Make a Tone

Check the Locally Toned Calendar for Tone-Making and Recording Sessions
Phone-in-a-Tone
1. Dial 412-837-4028.

2. Follow the voice prompts. Be prepared to state your name and the street address or general location where you are recording the audio (via your phone), and then be ready to record the sound which you'd like to turn into a ringtone.
3. Hang up.
What happens next?
Your audio files will be sent to Locally Toned's cloud server where they'll be considered for inclusion in the project based on clarity of audio and the following criteria:

Audio content must be copyright free (i.e., original compositions or audio which exists in the natural world), and tone duration will be 30 seconds or less. Tones are to be shared with others, so content should not be too personal. For example, a recording of someone’s mother on an answering machine saying, “Pick up the phone, Fred, I know you’re home!” won’t work.

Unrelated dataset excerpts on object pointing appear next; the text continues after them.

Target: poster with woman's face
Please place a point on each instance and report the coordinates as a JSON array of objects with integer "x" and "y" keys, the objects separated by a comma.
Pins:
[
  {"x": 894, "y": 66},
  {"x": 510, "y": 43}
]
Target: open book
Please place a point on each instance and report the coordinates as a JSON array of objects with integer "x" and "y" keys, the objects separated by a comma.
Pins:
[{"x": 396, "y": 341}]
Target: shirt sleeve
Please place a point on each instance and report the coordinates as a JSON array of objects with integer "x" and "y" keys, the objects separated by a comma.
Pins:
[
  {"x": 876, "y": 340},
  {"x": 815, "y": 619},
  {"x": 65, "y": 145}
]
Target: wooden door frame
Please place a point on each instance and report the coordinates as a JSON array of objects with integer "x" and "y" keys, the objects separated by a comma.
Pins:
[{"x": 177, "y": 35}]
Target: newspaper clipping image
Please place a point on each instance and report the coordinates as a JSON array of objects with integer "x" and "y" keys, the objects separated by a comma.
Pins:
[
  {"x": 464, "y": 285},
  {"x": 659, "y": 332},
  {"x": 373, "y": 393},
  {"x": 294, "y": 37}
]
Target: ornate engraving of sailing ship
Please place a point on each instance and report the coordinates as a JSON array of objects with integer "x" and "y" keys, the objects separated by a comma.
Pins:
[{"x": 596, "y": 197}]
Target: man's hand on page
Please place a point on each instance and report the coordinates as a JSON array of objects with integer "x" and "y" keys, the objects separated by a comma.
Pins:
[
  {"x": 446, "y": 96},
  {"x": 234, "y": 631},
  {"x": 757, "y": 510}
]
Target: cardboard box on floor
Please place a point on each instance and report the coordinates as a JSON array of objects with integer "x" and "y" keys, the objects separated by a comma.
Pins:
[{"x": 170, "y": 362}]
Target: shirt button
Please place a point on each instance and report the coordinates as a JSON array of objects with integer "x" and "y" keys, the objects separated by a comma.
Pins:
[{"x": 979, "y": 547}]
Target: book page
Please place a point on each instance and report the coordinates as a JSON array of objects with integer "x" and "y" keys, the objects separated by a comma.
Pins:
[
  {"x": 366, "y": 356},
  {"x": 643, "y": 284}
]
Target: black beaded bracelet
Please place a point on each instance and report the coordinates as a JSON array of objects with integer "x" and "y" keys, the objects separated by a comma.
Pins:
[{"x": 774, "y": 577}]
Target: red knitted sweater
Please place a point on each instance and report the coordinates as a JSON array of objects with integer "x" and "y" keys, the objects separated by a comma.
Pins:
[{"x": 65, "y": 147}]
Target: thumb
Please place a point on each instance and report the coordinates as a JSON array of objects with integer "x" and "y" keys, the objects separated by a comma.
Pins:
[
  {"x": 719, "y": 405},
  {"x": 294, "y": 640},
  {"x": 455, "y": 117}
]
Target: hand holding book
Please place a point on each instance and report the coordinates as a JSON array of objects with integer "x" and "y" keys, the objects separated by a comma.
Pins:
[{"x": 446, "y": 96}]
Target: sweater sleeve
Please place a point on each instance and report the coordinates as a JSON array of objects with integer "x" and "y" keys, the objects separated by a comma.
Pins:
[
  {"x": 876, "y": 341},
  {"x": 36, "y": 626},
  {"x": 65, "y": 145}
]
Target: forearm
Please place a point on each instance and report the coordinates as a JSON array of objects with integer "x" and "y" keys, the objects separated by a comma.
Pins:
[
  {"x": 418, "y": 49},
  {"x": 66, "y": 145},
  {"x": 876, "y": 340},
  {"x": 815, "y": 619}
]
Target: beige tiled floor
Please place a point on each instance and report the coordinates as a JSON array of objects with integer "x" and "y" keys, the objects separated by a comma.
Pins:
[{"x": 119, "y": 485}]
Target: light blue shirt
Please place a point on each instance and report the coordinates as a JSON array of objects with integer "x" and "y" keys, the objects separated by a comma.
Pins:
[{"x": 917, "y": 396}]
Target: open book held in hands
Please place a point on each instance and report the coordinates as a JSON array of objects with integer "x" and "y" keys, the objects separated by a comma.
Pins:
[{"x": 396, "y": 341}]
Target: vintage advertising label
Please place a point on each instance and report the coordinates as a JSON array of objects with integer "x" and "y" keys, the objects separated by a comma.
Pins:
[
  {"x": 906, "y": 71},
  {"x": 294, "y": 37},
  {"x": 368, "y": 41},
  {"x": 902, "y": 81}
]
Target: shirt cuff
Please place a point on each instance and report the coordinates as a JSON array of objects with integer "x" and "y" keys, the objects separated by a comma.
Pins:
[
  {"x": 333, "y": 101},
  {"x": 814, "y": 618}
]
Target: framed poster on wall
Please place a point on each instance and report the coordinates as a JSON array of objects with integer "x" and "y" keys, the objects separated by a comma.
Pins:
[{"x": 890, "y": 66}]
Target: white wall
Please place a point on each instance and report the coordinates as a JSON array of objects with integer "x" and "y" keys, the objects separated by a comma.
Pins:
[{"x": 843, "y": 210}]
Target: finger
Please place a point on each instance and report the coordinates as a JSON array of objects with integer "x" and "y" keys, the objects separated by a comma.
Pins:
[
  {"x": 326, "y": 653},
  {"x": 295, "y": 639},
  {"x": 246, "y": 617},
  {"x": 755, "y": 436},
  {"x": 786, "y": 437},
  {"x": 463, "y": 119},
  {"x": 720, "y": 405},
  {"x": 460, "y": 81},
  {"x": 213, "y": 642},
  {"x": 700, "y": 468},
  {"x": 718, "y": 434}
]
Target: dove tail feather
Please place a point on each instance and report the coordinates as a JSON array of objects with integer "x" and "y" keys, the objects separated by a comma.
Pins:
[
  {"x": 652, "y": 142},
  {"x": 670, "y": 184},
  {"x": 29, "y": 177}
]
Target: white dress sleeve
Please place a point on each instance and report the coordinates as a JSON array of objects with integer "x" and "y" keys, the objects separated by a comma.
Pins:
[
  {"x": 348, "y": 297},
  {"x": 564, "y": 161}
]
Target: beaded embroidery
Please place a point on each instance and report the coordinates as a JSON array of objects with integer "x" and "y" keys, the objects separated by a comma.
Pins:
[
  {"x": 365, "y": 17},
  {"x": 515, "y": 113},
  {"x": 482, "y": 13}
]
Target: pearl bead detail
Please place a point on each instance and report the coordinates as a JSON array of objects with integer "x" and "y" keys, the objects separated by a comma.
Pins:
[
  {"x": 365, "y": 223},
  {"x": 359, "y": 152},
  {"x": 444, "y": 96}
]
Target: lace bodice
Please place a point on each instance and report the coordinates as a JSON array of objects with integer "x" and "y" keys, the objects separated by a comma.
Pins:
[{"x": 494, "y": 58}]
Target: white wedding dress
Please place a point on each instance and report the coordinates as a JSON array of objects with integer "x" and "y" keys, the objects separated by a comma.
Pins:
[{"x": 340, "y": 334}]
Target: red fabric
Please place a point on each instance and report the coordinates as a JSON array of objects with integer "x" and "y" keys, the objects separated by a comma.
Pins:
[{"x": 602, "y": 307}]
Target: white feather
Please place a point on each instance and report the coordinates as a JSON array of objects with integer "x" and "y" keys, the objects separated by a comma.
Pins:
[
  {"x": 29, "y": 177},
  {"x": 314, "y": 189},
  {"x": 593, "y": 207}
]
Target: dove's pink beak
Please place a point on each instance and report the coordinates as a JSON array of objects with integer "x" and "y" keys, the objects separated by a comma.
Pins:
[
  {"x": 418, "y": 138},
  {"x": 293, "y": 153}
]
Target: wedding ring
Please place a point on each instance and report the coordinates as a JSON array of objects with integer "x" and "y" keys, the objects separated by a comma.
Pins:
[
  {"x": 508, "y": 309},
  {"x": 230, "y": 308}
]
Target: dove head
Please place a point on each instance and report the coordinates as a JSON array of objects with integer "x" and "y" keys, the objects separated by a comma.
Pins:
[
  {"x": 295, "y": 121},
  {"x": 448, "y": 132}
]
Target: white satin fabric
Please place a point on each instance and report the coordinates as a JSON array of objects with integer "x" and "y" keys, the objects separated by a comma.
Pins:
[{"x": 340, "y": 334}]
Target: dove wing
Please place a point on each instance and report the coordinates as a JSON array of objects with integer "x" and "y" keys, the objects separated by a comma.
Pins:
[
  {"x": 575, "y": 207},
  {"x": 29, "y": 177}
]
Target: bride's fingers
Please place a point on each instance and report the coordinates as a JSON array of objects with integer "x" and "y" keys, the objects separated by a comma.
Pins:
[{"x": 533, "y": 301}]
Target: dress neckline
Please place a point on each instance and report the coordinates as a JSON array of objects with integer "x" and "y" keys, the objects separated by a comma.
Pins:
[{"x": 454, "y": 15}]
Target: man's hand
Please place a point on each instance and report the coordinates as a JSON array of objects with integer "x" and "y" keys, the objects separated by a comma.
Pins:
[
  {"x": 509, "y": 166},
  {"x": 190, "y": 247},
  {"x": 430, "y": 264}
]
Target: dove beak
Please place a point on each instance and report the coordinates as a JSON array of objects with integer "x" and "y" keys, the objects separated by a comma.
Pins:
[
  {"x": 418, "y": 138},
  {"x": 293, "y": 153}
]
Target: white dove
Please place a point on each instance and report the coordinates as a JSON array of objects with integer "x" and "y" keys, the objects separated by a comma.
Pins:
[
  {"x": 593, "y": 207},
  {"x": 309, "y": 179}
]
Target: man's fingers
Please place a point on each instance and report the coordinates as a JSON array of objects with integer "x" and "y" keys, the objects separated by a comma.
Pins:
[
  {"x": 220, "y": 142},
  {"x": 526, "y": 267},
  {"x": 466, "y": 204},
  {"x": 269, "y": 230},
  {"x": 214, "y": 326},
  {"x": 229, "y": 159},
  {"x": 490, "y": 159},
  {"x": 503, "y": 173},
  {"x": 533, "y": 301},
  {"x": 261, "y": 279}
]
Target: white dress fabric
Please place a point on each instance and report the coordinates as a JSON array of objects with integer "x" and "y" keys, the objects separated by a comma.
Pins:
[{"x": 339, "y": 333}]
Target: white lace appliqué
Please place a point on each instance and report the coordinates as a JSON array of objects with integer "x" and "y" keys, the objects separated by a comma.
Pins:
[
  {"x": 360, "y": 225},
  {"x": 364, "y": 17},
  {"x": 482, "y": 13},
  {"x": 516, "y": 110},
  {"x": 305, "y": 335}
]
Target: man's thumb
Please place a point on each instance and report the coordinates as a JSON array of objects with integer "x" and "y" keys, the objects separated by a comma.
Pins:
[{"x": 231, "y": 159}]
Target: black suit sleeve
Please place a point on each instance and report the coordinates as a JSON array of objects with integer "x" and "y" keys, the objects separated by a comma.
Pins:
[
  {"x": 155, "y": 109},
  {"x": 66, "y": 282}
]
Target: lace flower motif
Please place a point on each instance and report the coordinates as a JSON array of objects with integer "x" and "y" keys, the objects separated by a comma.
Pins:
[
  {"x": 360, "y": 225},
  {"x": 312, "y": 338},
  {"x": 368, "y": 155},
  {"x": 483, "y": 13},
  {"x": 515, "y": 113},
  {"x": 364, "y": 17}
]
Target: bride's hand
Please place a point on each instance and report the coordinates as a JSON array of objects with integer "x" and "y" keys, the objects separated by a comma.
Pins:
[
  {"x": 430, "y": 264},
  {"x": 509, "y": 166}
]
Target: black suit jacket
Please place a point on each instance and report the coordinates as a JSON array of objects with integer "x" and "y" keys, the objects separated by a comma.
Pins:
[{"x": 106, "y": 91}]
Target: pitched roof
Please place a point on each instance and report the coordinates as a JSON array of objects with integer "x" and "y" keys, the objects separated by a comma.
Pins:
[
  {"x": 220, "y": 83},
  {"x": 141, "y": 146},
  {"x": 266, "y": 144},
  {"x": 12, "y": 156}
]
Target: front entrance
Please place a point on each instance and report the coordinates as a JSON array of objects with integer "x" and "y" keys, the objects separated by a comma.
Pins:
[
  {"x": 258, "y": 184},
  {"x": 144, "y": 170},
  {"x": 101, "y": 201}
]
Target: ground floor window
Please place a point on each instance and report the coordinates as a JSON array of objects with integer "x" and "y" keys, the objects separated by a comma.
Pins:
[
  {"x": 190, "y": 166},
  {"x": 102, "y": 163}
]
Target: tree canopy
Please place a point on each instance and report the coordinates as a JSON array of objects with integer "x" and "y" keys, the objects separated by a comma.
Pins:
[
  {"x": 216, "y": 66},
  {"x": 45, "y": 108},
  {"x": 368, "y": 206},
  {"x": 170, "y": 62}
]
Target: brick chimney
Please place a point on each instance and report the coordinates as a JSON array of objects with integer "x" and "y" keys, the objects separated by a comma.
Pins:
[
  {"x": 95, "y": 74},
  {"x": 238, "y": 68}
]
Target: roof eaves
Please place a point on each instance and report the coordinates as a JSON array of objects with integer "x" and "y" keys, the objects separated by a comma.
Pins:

But, “Pick up the phone, I know you’re home!” could work as a ringtone that many people might wish to own.

Get a Ringtone

  1. 1. Select a tone from either the "Browse Tones" or "Tones Map" tabs.
  2. 2. Each Tone Detail page allows users to download or send tones directly to their cell phones (standard rates for receiving MMS messages on your cell phone apply).

Make a Ringtone

  1. 1. Phone-in-a-Tone
  2. 2. or Check the Locally Toned Calendar for Tone-Making and Recording Sessions

What is Locally Toned

Locally Toned is artist T. Foley's public art/original ringtone creation project. A not-for-profit venture, it creates original ringtones, and then provides free distribution via the Web and Multimedia Messaging Service (MMS). This art project utilizes the airspace as public property for purposes of sonic transmission--the work “performs itself” when Locally Toned participants receive calls on their cell phones. The goals of the project are technological empowerment, community service and the substitution of a system of shared creativity for one of commerce (the distribution of music industry ringtones). The project was realized and supported within deeplocal’s Old and New Media Residency program (with additional support from co-host Encyclopedia Destructica).